“The greatest adventure is what lies ahead”
I’ve contemplated that question a lot over the last several months. I got into travel nursing for the money, there’s no question about that. I never dreamed it would take us to traveling as a family.
Peter used to talk about tiny living or “living off the grid” and I would mostly laugh or tell him he was crazy. But in 2020, something in me changed. Working on the front lines, I felt like we were surrounded by death and sickness constantly. I mean, I always was, working in an ER….but then it was like IN YOUR FACE with sickness and death. And not just Covid. I have known far too many people diagnosed with one terminal disease or another. People taken from this life far too soon. Or not even terminal…but…suddenly and without any warning.
You hear the phrase “live life to the fullest” so often, it becomes like white noise. What does it even mean to live life to the fullest? It’s different for everyone of course. But after being home bound (except for work) and glued to my couch because of anxiety and depression, I realized I definitely was NOT living life to the fullest the way *I* wanted to. I was happiest when I was with my kids and experiencing new things with them…whether it was a new place, a new food, or a new activity, their joy fed mine. And I knew, If life was taken from me tomorrow, I needed to know I had not spent my final days on a couch, sad and inactive. And I needed my kids to have a good example of what it means to LIVE.

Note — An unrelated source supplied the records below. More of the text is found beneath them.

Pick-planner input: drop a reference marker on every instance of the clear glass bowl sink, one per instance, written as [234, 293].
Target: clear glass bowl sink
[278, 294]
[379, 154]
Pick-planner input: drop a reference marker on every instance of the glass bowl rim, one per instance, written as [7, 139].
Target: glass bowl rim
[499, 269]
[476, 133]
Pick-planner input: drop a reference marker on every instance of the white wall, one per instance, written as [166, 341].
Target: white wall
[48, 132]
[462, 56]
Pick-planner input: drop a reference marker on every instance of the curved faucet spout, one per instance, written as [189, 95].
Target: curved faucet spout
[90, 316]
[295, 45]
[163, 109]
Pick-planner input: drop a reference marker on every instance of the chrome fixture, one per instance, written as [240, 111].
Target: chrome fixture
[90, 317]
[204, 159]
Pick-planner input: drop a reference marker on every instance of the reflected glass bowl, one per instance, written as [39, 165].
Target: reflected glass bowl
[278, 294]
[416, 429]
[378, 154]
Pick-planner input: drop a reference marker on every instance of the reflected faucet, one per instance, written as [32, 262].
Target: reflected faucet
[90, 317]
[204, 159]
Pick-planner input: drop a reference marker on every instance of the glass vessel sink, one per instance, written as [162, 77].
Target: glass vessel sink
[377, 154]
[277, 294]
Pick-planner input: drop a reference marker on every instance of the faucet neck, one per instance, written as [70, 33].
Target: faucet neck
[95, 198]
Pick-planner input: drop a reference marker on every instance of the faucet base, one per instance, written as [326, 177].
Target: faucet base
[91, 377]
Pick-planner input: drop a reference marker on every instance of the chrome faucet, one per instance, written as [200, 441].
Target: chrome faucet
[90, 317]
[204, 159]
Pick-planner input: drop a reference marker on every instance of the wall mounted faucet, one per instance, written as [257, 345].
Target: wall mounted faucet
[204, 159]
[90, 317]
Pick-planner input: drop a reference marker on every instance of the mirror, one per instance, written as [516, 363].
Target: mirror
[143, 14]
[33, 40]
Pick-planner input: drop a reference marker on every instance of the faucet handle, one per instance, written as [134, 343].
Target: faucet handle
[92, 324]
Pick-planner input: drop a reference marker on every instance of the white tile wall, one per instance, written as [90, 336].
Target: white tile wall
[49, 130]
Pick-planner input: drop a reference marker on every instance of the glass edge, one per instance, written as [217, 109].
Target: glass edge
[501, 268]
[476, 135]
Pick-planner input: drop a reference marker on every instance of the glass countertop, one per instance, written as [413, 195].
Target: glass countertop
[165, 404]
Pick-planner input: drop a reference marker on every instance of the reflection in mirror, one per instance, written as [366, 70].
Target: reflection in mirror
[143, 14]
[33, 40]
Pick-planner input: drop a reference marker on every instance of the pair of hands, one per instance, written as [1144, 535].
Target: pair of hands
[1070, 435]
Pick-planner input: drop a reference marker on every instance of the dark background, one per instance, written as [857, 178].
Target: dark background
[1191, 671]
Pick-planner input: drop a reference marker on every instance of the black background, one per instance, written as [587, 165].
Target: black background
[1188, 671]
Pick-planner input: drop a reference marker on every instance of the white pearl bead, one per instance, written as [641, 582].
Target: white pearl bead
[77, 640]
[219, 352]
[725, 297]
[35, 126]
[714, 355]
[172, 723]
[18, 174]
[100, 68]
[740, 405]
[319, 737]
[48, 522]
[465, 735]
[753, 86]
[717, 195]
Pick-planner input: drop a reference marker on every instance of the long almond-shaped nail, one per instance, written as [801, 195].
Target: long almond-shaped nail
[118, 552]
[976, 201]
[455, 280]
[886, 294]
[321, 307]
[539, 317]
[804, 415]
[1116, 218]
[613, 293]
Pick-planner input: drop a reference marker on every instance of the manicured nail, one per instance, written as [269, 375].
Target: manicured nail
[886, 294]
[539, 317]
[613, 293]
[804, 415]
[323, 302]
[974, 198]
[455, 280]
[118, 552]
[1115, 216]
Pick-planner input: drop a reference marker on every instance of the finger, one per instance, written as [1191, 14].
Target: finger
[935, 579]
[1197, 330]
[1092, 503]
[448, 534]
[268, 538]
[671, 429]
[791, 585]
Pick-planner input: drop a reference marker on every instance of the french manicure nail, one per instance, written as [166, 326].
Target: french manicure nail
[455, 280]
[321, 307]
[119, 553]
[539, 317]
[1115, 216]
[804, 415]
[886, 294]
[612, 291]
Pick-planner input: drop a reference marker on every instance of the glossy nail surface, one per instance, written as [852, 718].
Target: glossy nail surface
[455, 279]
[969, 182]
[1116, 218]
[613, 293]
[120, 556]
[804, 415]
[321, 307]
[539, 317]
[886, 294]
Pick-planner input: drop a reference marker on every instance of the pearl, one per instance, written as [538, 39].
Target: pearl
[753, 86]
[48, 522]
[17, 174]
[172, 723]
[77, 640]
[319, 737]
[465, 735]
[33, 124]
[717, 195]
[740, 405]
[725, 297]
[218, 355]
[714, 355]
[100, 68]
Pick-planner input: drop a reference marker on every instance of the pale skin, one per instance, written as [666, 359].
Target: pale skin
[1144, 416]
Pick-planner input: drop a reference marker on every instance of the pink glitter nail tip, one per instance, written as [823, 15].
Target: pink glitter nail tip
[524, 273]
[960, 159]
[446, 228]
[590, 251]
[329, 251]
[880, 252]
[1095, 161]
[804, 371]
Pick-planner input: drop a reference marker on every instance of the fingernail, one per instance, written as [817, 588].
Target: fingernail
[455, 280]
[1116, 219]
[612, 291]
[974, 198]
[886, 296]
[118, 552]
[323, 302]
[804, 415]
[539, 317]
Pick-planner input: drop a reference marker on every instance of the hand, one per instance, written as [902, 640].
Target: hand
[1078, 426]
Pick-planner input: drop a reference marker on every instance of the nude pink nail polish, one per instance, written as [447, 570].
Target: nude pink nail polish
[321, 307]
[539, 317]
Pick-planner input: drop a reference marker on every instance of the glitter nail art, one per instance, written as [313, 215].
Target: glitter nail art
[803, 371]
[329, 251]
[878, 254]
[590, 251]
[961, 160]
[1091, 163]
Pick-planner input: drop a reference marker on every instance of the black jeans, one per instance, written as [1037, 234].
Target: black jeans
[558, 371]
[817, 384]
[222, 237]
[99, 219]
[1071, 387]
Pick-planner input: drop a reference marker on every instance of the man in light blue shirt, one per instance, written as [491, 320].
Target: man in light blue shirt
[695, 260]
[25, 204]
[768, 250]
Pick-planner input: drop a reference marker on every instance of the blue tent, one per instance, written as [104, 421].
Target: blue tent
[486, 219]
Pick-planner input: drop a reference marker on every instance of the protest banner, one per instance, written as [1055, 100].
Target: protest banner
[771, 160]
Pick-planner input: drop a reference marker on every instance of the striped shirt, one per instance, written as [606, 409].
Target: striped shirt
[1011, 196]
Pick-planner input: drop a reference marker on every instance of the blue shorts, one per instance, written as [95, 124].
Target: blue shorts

If you told me even 5 years ago that I would pack up my family, buy a travel trailer, and move us to the other side of the country for several months, I wouldn’t have believed a word. I’m not brave, and I’m not that adventurous! Buuut…I do know that each morning since I did it, I’m waking up with a smile and with joy.
It isn’t easy. So far, I’ve nearly cried from the clutter of trying to get things organized, I’ve cussed about cold showers (before we got the hot water heater working) and having to drive 30 minutes to the nearest laundromat, and I’ve almost given up at least three times.
But I’m super lucky that the kids are absolutely loving this new way of living, and that I have a husband who is more supportive than I ever gave him credit for. If it weren’t for him ( he basically made this whole trailer livable for all of us), I definitely would have cut bait by now.